Here we provide source code for a clustering and visualization method for single-cell RNA-seq data sets, that exploits path metrics. Using this method, distances between cells are measured in a data-driven way which is both density sensitive (decreasing distances across high density regions) and respects the underlying data geometry. By combining path metrics with multidimensional scaling, a low dimensional embedding of the data is obtained which respects both the global geometry of the data and preserves cluster structure.
- Adjusted Rand index Matlab function version 1.0.0.0
- Munkres Assignment Algorithm Matlab function
- Uniform Manifold Approximation and Projection (UMAP) Matlab function >= version 1.5.2
- Matlab version 2021a
-
To reproduce results of processed data sets:
- Use the link in Processed data sets folder to access download data sets.
- Run RunPathMetrics.m using Matlab version 2021a.
-
To produce the simulated beta cells data set:
- Download "GSM2230757_human1_umifm_counts.csv.gz" from here
- Run Simulationscript.R
-
To process the data sets used in results:
- Download the real data sets using the links mentioned on “processing and imputation of data.R”
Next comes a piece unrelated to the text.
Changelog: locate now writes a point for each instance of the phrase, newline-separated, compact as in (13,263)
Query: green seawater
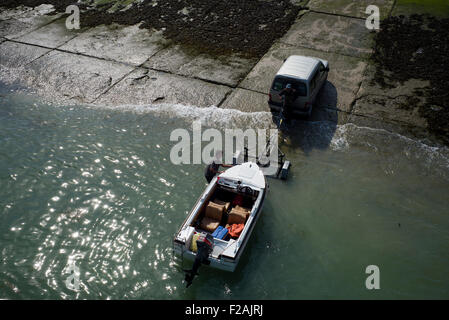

- Run processing and imputation of data.R
- Scale data
- For Basic scaling: input in Matlab the csv file of the data set of interest produced in step 2, along with the true labels file. Then run Code/ProcessData.m after uncommenting the name of the data set and the line “Normalization = 'Basic';”.
- For Linnorm scaling: run Linnorm transformation.R for the data set of interest produced in a. Then input in Matlab the output csv file along with the true labels file. Then run Code/ProcessData.m after uncommenting the name of the data set and the line “Normalization = 'Linnorm';”. Now you can use the output to run Code and data sets/Code_for_github/RunPathMetrics.m.
- For SCT scaling: run sctranform_for_PM_after_SAVER_imputation.R for the data set of interest produced in a. Then input in Matlab the output csv file along with the true labels file. Then run Code/ProcessData.m after uncommenting the name of the data set and the line “Normalization = 'SCT';”. Now you can use the output to run Code/RunPathMetrics.m.
-
Other files description:
- Seurat_clustering_analysis.R : Apply Seurat clustering on data set produced by processing and imputation of data.R
- Seurat_clustering_analysis_default_res: Apply Seurat clustering with resolution 0.8 on data set produced by processing and imputation of data.R
- RunSNNClustering.R: Apply SNN clustering on data sets after Basic or SCT scaling (created as described in 3b.)
- clustering_evaluation.R: Function that produces ARI, Entropy of cluster accuracy and Entropy of cluster Purity for a clustering.
- numerical_to_word_labels.xlsx: For interpretation purposed we provide the correspondence of numerical labels and descriptive labels for the data sets used for the results.